I shook my head. “I’d rather drive myself. He can drive in town more.”
She shrugged.
“What are you looking forward to about living in Colorado?” I asked.
She pursed her lips and looked out the window at the trees rushing by. They’d already begun to turn from green to yellows and golds, even though it was still summer. “Snow.”
“Oh, good choice. I loved the snow.” I’d spent every summer in Black Claw with my grandmother, but my mother had also driven us up the mountain for Christmas break as well.
The mountains were always full of snow. I’d beg to go out, then knock on the door ten minutes later, begging to come back in, half-frozen. Nana always had a mug of hot chocolate and tugged off my layers of clothing just to put them back on in a few hours when I asked to go play in the snow again. She had the patience of a saint. “It’ll snow before you know it, and we’ll build a snowman.”
“We can pretend he’s real,” she said, and I glanced at her in the mirror long enough to see her eyes twinkle.
The merriment had faded the next time I looked. “What if I don’t make any friends?” she asked. “They might not like me.”
“The school is small,” I said. “So, the kids don’t have a whole lot of other kids to play with. You’ll be popular, I’m sure of it.” I was sure. She’d made fast friends her entire life. Every time I turned around, she asked me to have a sleepover.

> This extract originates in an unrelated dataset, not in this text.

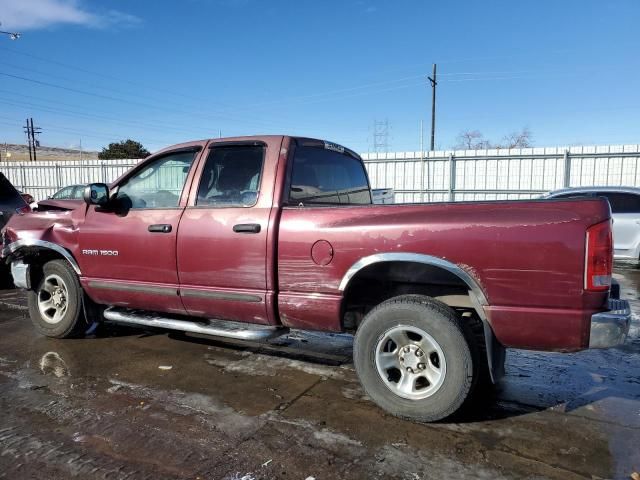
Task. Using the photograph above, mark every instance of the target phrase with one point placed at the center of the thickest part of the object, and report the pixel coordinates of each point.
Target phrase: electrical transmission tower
(381, 136)
(32, 141)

“I guess,” she muttered, and went back to her tablet. I chuckled and glanced at Maddox. He was leaned against the window with his eyes closed, the ever-present white earbuds still in his ears, playing some metal or rock song or another. He’d gotten that from my ex-husband, who had been a big fan of music.
I thought about poking him to get him to talk to me a while, but his year had been so rough that I wanted to let him rest. I also wasn’t sure I was ready for a deep conversation with him; he felt so guilty about the move.
His temper and demeanor reminded me so much of his father at that age, it made my throat close. His father had only been about a year older than Maddox when he’d left me, disappearing without a trace. Maddox looked like him, enough to remind me of him pretty much every day of his seventeen years of life. He’d been raised by my now ex-husband, Hailey’s father, but that didn’t make him any less a Kingston in looks.
I kept myself alert over the next hundred miles or so by reflecting on the last couple of years of my marriage—they hadn’t been pretty.
But Black Claw was our fresh start. Our new life.
After we’d moved out and left Hailey’s dad, Maddox’s behavior had grown worse and worse. I hoped having a new, clean slate would help him.
Maddox sat up without warning, startling me. My hand jerked on the wheel, making the whole car jolt. He looked at me with one eyebrow arched. “Sure you don’t want me to drive?”
“Ha, ha,” I drawled.
“Can we get something to eat?” he asked. “I’m starving.”
I glanced at the clock on the dash. “We just ate a couple of hours ago,” I said. I’d stopped for fast food on the way.
He shrugged. “I’m hungry again.”
That boy was going to break the bank in food. Luckily, he had his father’s metabolism. If he’d gotten mine, he’d have been three hundred pounds by now. I had to count every dang calorie. “We’ll get a pizza when we get to town,” I said. “Why don’t you look up the pizza places, and we can call when we’re about thirty minutes out?”
He nodded and picked up his phone. “There’s a place that has New York style,” he said a few minutes later. “They’ve got good reviews.”